Salmonella typhimurium strains TA1535, TA1537, TA98 an d TA100 and Escherichia coli strain WP2uvrA were treated with the test item using the Ames plate incorporation method at up to eight dose levels, in triplicate, both with and without the addition of a rat liver homogenate metabolizing system (10% liver S9 in standard co-factors).

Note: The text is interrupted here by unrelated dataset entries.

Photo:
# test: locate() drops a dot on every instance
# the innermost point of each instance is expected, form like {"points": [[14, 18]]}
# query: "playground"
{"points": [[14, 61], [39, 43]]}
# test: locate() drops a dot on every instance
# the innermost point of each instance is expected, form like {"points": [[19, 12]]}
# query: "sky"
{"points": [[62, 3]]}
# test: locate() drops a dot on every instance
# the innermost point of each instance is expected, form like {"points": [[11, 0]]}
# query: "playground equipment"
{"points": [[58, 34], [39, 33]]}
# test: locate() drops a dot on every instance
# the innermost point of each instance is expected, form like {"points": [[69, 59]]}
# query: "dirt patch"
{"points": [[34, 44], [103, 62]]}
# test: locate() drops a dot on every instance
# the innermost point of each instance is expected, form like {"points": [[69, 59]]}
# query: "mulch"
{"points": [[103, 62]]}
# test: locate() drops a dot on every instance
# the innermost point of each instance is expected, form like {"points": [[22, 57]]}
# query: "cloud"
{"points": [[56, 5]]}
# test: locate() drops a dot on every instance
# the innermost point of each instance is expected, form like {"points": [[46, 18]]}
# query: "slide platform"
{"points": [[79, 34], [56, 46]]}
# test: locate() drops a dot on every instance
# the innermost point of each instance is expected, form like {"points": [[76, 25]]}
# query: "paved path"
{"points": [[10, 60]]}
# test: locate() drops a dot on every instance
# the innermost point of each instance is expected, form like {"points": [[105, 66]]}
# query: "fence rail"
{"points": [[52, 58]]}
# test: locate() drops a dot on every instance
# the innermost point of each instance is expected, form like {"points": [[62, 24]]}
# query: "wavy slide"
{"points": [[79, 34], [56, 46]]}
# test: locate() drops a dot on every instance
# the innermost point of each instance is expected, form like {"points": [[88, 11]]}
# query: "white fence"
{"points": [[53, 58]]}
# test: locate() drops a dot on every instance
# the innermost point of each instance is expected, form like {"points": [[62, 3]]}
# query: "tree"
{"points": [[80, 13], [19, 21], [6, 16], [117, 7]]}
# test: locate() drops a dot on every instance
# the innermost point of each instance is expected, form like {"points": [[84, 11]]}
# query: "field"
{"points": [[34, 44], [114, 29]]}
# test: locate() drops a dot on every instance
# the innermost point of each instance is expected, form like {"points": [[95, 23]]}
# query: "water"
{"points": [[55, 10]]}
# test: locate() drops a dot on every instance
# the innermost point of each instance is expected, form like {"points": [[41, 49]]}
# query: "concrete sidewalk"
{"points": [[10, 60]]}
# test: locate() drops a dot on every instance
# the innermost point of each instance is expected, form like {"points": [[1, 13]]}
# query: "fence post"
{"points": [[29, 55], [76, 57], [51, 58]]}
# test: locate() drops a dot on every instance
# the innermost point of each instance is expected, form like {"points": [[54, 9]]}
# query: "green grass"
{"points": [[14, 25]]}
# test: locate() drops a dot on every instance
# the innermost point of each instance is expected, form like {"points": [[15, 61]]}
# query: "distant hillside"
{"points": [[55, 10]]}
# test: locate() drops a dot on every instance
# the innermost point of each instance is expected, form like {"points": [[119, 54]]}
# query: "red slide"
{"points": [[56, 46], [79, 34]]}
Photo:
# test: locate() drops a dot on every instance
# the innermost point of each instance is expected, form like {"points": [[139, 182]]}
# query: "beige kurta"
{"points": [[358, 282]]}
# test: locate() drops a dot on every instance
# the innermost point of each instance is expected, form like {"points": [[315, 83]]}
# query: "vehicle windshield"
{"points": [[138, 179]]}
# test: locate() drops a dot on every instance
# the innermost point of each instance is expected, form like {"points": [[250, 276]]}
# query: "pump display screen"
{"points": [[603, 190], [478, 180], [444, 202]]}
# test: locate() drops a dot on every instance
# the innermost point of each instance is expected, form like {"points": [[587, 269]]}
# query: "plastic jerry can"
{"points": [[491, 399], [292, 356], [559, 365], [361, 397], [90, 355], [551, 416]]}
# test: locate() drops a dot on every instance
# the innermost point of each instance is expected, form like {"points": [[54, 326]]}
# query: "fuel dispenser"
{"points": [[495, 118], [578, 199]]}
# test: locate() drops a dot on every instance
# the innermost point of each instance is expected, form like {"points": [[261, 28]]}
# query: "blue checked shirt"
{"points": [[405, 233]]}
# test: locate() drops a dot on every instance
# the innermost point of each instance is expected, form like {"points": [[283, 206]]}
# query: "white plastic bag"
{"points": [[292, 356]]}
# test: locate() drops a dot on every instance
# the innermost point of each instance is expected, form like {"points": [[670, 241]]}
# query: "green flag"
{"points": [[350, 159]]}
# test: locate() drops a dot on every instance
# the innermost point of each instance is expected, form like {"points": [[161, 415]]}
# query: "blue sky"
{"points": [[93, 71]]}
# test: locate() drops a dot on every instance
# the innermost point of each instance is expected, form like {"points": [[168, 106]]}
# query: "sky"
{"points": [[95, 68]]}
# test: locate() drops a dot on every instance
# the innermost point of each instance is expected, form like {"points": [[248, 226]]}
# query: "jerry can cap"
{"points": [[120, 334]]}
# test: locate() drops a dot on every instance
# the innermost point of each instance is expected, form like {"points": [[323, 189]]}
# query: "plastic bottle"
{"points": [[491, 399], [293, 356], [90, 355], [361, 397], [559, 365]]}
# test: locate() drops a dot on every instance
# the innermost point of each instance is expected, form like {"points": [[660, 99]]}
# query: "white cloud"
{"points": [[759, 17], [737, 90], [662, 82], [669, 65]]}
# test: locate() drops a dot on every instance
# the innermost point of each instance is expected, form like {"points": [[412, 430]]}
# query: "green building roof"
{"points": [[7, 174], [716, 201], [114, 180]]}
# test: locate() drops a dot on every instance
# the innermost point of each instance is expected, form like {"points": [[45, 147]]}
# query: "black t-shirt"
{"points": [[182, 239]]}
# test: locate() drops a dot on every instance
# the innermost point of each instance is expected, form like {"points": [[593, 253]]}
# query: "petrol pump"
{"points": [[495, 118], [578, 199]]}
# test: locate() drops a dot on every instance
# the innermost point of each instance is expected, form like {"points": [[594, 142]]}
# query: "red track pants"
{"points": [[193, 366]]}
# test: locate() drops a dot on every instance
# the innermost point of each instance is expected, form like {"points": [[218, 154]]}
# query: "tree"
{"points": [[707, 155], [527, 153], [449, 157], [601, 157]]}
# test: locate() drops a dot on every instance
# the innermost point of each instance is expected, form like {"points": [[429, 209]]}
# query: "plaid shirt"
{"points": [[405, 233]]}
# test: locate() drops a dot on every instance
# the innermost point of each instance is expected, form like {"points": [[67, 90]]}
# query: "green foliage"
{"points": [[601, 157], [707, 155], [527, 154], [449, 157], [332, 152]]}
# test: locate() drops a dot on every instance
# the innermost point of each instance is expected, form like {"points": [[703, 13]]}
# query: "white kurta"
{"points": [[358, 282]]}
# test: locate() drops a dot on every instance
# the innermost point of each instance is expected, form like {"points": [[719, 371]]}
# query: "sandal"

The dose range for Experiment 1 was predetermined and was 1.5 to 5000 ug/plate. The experiment was repeated on a separate day using fresh cultures of the bacterial strains and fresh test item formulations. The dose range was amended, following the results of Experiment 1 , and was 50 to 5000 ug/plate.

Results

The vehicle (dimethyl sulphoxide) control plates gave counts of revertant colonies within the normal range. All of the positive control chemicals used in the test induced marked increases in the frequency of revertant colonies, both with or without metabolic activation. Thus, the sensitivity of the assay and the efficacy of the S9-mix were validated. The maximum dose level of the test item in the first experiment was selected as the maximum recommended dose level of 5000 ug/plate . There was no visible reduction in the growth of the bacterial background lawn at any dose level, either in the presence or absence of metabolic activation, in the first mutation test and consequently the same maximum dose level was used in the second mutation test. Similarly, there was no visible reduction in the growth of the bacterial background lawn at any dose level, either in the presence or absence of metabolic activation, in the second mutation test. A test item film (cream-colored in appearance) was observed at 5000 ug/plate, this observation did not prevent the scoring of revertant colonies.

There were no significant increases in the frequency of revertant colonies recorded for any of the bacterial strains, with any dose of the test item, either with or without metabolic activation in Experiment 1. Similarly, no significant increases in the frequency of revertant colonies were recorded for any of the bacterial strains, with any dose of the test item, either with or without metabolic activation in Experiment 2. The test item was considered to be non-mutagenic under the conditions of this test.